It is not true that we treat them like ****
Exhibit A:
https://en.wikipedia.org/wiki/French_ban_on_face_coveringExhibit B:
https://www.washingtonpost.com/news/worldviews/wp/2015/12/17/denmark-wants-to-seize-jewelry-from-refugees/Exhibit C:
https://en.wikipedia.org/wiki/Swiss_minaret_referendum,_2009Etc.
And this doesn't address the rise of UKIP (UK), PVV (Netherlands), AfD (Germany), National Front (France), DPP (Denmark), Jobbik (Hungary), etc in the political realms.
Europe has failed to properly exert control over its borders for decades, has taken on vast swaths of often-poorly screened immigrants, has experienced a relatively small social impact from a tiny minority of those immigrants, has in many places enacted laws and policies that are outright anti-immigrant, and now is looking at
immigration generally as the source its woes instead of seeing that European nations are the authors of their own misfortune on this issue. The problem isn't refugees, the problem isn't immigrants, the problem lies with a European Union that has failed to take any responsibility for management on both of these issues.
Even intra-European migration encounters this issue, though; one need only look at working-class opinion in the northerneastern UK toward Polish migrants, or continental European attitudes toward Roma to see that particular ugliness at work. It's not that other countries don't experience problems and policy challenges (see: 2015 Canadian election, CPC "barbaic practices" tipline; see also 2016 US election GOP primary), but there has been a particularly virulent form of ugliness brewing in Europe generally for the last couple decades that no one appears to be meaningfully addressing.

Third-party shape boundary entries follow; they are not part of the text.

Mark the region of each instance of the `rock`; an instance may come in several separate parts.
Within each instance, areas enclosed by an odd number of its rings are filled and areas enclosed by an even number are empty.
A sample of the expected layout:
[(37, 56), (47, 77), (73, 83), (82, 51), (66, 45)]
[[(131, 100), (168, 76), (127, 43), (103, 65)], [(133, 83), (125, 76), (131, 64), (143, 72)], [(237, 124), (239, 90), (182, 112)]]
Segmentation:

Europe has created in the EU a central government that should be responsible for continent-wide immigration policy - seeing as there are virtually no immigrant controls between EU members - yet has spectacularly failed to agree to give it any authority over its members on this issue. Again, the tide of refugees shouldn't have been met on Greek beaches with a sign saying "Hey, Germany is that way, mind the Hungarians, they're sticking numbers on people again" but by a coordinated effort from the EU itself to receive, organize, aid, and ultimately designate where refugees were to be initially sent after arrival. It should never have been on Greece, or Turkey, or any other individual member state to receive the flood, and yet it was, because nobody stepped up.